The second half was all Kahane and all Goldbergs, with the piano as featured supporting player. This was a Steinway D built in 1884 and restored just last month. There was an entire essay devoted to the instrument in the program materials, which also included a packet with some facsimile reproductions of the original, hand-written score, and most of the puzzle canons in modern engraving.

This piano had a spectacular sound; rounded, resonant, bright but with the warmth of the sun. There was a unique glow to its treble register. It is an altogether beautiful instrument that, in Kahane’s mercurial and spontaneous performance, at times became too much of a good thing.

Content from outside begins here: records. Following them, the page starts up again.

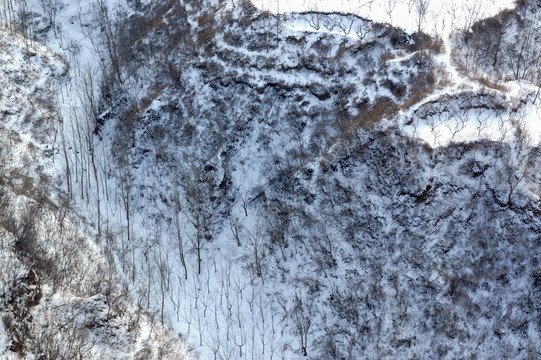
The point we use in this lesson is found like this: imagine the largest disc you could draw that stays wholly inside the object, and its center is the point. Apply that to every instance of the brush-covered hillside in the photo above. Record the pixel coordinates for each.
(204, 179)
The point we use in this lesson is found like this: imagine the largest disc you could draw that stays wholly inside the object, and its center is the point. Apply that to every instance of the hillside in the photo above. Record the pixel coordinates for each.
(305, 185)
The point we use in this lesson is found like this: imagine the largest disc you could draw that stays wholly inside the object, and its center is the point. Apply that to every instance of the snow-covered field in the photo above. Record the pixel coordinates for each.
(314, 238)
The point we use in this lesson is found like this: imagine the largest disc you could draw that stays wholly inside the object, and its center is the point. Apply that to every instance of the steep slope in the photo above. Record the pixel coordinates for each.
(264, 190)
(60, 296)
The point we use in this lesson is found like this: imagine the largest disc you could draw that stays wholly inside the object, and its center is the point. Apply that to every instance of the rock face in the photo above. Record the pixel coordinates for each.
(262, 185)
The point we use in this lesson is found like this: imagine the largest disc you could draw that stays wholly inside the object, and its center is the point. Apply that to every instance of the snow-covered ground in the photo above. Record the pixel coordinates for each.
(442, 16)
(343, 200)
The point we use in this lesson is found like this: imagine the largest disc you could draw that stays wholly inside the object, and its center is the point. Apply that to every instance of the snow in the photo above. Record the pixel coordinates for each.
(228, 285)
(443, 16)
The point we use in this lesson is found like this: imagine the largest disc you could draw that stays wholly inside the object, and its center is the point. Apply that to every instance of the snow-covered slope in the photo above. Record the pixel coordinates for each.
(60, 295)
(306, 185)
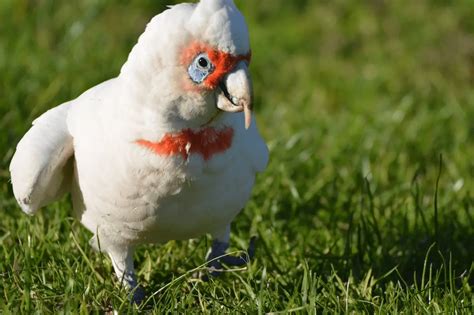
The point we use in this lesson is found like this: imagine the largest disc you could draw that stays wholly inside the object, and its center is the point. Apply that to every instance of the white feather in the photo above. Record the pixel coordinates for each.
(39, 169)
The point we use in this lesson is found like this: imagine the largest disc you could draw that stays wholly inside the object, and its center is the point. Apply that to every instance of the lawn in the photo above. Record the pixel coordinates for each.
(367, 205)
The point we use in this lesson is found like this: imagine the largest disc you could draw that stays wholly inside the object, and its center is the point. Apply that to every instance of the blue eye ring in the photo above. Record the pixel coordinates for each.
(200, 68)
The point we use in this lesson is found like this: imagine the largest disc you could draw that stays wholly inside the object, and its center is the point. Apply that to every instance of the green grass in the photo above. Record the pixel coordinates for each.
(366, 207)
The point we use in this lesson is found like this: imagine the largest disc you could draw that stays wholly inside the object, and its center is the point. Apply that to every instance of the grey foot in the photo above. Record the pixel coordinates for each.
(137, 295)
(218, 249)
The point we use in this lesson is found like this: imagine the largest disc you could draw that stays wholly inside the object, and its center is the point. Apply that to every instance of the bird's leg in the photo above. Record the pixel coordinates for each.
(122, 261)
(216, 256)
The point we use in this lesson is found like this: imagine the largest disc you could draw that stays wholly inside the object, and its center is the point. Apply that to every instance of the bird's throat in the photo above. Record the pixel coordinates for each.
(207, 142)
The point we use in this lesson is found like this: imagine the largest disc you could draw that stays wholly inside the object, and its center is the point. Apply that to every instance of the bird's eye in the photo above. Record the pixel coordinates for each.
(200, 68)
(203, 62)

Kahane’s tempo for the Aria was quick, and he stayed on the fast side of things for most of the variations. This wasn’t speed for speed’s sake; he was pushing at the edge of the music.

In the opening and closing Arias, he played around with the grace notes and trills, taking a new approach with each one. The directed freedom was invigorating, and though the pace of most of the variations did not allow space for such touches, it conveyed the feeling that Kahane was trying something new in the moment.

At times this was literal, but also inadvertent. The pianist’s flow and articulation were mostly dazzling, with tremendous bounce in his left hand in Variation 3, his mind as quick as the rhythms in Variation 7. But there were times when his hands ran over themselves and compressed sequences of notes, like in Variation 5. In Variation 8, he was near the point of losing control, but started trying out different articulations on the fly, got things back in hand, and righted himself with the repose of Variation 9. This was distracting and at times messy. 

In the main it was welcome to hear a musician take chances with a well-known work, and be willing to make mistakes in the service of saying something and getting somewhere.

But the fire and inspiration in his playing at times turned the piano into a bludgeon. There is such a thing as too much beauty, and just as one shouldn’t stare at the sun, so the sheer sound of this instrument built to an overwhelming monotone.

Slower variations, like 15, came just in time to open up contrasting sensations, Kahane was simple and sincere in these, involved and at something of a peak in Variation 20. After an emphatic, even intense, Quodlibet that demolished all doubts and cemented the thrill of his performance, the Aria returned. It was far slower than the first time, plainer, a peaceful and fulfilling conclusion to a personal and fascinating journey.

The Chamber Music Society of Lincoln Center plays Corelli’s “Christmas Concerto” and music by Bach, Tartini, Vivaldi, and others, 7:30 p.m., December 10.